The Rewards of Building Trust
I remember an experience I had with my younger son, Max, when he was 15. I typically let my sons decide where they wanted to go on the weekends and kept my fingers crossed that they would make good decisions. It was late one night on a Saturday when at about midnight I got a call from Max saying he was stranded somewhere on the southwest side of town and running out of battery on his cell phone. He has quite a good memory and was able to describe some of the landmarks he recalled which gave me a pretty good idea of where he was, in general. I told him to turn off his phone and turn it back on in 20 minutes. Robin and I jumped into the car and headed west. Twenty minutes later he called, and we found him a convenience store at a well-known intersection.

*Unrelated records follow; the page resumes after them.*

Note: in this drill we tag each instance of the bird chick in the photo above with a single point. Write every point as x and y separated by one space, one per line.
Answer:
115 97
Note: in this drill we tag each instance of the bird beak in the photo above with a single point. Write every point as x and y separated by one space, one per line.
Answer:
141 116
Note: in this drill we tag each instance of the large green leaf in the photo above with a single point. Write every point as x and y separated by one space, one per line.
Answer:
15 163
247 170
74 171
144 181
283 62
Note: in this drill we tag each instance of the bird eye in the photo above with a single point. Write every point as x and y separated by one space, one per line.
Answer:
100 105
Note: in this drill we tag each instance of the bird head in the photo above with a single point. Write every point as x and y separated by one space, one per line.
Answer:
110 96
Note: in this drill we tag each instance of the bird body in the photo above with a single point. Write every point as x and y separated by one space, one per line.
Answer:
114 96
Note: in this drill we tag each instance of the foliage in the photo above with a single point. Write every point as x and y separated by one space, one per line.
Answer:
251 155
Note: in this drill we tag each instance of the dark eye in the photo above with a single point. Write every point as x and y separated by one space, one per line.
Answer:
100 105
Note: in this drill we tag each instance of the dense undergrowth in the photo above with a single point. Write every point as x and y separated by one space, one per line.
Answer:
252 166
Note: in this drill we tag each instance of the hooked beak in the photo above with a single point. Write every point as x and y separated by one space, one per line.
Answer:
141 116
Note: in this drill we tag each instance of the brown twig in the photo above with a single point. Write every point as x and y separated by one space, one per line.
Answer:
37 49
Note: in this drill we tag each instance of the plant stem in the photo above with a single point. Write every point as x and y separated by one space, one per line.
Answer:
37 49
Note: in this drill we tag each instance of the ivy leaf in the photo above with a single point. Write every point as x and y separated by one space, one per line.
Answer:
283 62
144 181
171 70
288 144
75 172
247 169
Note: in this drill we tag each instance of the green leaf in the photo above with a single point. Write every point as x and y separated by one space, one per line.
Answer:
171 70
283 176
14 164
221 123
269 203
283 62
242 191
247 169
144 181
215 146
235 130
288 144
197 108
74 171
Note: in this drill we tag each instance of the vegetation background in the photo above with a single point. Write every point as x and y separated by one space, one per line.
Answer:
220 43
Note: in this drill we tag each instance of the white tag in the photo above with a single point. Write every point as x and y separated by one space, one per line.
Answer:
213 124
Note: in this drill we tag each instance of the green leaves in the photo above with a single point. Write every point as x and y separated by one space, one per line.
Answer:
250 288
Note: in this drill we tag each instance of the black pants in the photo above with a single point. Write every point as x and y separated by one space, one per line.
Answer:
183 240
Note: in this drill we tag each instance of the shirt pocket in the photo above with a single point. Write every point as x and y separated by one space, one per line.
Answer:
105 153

Max told us that he had left from a friend’s house along with his older brother earlier in the evening believing they would be able to get a ride back home. When it was time to go home the person who had brought him to the party had been drinking and Max did not want to ride with him. His brother wanted to stay longer. True story! He then started hunting for a new ride home. The one he found said he could come back with him but soon that driver was drinking as well. That is when Max called us to see if we could come and get him. He said he would go to a convenience store he remembered seeing on the way to the party as well as the name on the street sign. I asked him why he didn’t just give us the address of the house. He did not want to tell us where the party house was but he was pretty sure he could get back to the convenience store.
Unfortunately Max underestimated how long it would take to walk to the store. We waited in the parking lot of this run-down convenience store with a large neon sign that read “Cheap Beer”. He finally arrived after nearly 30 very anxious minutes. He had left his jacket at the party and was cold and tired when he got in the car, but very grateful we found him. GPS was not a cell phone feature yet so picking that convenient store was smart. I’m guessing he remembered this store because they probably stopped there before going to the party.

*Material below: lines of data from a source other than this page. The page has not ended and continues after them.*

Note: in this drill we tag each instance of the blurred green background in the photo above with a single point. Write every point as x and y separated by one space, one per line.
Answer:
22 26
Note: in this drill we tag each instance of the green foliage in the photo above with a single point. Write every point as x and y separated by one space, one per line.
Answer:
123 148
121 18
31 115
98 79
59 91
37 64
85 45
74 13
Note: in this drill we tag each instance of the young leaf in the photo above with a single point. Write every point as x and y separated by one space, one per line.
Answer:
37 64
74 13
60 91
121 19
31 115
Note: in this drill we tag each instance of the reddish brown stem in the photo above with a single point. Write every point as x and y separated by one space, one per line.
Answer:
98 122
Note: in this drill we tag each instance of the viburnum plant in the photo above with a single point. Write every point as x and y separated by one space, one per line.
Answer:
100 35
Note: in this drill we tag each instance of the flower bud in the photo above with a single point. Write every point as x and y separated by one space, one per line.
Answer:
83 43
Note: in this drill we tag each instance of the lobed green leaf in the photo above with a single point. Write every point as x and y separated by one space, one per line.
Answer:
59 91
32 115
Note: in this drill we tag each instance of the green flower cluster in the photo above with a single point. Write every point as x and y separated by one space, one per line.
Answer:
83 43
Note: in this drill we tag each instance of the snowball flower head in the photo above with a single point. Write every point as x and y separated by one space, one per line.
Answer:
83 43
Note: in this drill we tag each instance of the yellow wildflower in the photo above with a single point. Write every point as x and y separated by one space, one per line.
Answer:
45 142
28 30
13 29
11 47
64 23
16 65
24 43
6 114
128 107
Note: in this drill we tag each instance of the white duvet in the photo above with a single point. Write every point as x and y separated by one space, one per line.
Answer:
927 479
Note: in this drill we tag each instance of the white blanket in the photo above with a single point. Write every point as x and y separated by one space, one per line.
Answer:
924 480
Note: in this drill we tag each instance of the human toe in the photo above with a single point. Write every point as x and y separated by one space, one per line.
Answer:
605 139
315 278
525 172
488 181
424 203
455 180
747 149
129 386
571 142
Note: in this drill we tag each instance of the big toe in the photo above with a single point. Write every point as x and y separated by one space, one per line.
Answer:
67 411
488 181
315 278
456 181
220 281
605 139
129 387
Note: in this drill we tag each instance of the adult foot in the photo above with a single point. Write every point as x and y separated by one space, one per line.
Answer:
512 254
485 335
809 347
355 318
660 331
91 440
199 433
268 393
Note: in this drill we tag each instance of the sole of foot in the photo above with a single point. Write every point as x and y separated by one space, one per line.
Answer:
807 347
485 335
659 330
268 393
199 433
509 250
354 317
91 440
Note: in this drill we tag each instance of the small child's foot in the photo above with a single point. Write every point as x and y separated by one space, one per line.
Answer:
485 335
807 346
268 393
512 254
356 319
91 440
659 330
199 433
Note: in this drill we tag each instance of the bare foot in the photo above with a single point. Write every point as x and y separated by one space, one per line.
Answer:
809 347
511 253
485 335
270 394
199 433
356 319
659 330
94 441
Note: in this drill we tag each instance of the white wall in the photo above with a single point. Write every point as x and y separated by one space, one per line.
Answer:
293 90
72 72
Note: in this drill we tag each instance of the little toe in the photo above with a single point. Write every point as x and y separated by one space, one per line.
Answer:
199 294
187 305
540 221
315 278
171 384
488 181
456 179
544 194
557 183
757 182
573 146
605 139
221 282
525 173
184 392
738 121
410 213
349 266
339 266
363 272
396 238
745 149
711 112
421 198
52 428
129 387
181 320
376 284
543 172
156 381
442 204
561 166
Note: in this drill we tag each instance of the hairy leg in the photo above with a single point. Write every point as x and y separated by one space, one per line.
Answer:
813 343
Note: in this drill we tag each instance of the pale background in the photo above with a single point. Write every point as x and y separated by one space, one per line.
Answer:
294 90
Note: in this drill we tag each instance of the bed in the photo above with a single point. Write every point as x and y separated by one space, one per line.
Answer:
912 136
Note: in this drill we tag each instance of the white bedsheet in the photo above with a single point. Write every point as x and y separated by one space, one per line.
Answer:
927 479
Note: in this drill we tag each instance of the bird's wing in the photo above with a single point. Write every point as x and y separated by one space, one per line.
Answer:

This slightly scary, late evening experience with Max was not much fun, but his capability to navigate it was impressive and built additional and significant trust from me. Both my sons have made some poor and occasionally fairly stupid decisions but for the most part they have always tried to provide me with a level of trust in them – primarily because they had trust in me and appreciated how that trust served them directly. They have told me this often.
The above will very likely be one of the many stories in my next writing journey that I am beginning this fall called Treading Water. This book is about my experience as a dad during the teenage years. For most of us there is a different dynamic and exchange we have to discover and adapt in order to continue building our relationships. For many of us parents, the teenage years can be the most challenging period for both the child and the parent. Much of my success in navigating this pretty amazing teenage period came from the original bridge I had built and discussed in my first book, The Dad Connection. For me, teenage life with my boys was a little bit like treading water in a large lake – I was always looking for the next challenge or risk to appear. I remember my Scout lifeguard training. We had to spend hours treading water to build up the unique muscle system that would allow us to stay afloat for long periods of time and be able to help someone if they needed it.

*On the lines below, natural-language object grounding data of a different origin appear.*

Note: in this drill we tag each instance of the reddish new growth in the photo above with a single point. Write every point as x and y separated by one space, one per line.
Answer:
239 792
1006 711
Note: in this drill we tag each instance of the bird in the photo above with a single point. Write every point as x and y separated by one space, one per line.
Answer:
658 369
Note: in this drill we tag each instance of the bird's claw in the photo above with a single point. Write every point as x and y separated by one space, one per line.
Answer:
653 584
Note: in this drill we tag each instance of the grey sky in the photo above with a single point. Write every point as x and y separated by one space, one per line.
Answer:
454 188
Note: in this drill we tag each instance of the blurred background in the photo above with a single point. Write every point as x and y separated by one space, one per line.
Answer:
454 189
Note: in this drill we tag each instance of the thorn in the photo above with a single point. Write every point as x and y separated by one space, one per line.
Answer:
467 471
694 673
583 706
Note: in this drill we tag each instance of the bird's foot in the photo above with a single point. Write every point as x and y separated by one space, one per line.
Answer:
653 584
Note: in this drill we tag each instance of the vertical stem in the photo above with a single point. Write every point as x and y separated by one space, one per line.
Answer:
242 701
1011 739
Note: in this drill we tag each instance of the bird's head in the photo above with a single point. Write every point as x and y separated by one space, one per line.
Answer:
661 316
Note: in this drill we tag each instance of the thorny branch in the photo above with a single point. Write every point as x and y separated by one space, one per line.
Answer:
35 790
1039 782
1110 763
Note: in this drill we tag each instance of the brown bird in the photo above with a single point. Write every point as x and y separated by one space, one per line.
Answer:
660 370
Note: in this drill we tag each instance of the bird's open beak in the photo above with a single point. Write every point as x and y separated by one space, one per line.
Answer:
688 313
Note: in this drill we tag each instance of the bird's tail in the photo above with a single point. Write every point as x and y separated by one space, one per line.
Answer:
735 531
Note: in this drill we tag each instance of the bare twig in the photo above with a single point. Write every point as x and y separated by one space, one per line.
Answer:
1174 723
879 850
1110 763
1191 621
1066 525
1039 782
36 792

Sincere trust between two persons of any age takes years to build and requires consistency. With our children it begins with a belief initially projected by us, and ideally, will end with an experience shared between both parties. Trust is the force that very often holds all the other pieces of most meaningful relationships together. It does not come easily or quickly for most. It must first be granted generously by the parent to the child and then supported (also by the parent) through each big and each small interaction. Children naturally tend to challenge our trust, looking for limits and or boundaries. We manage this by demonstrating our trust in them often in creative, honest, and innovative ways. We have to look for truly valid and obvious opportunities. Once we really start looking, we will likely find that there will be too many to count.
Counting is not important, however. Doing is.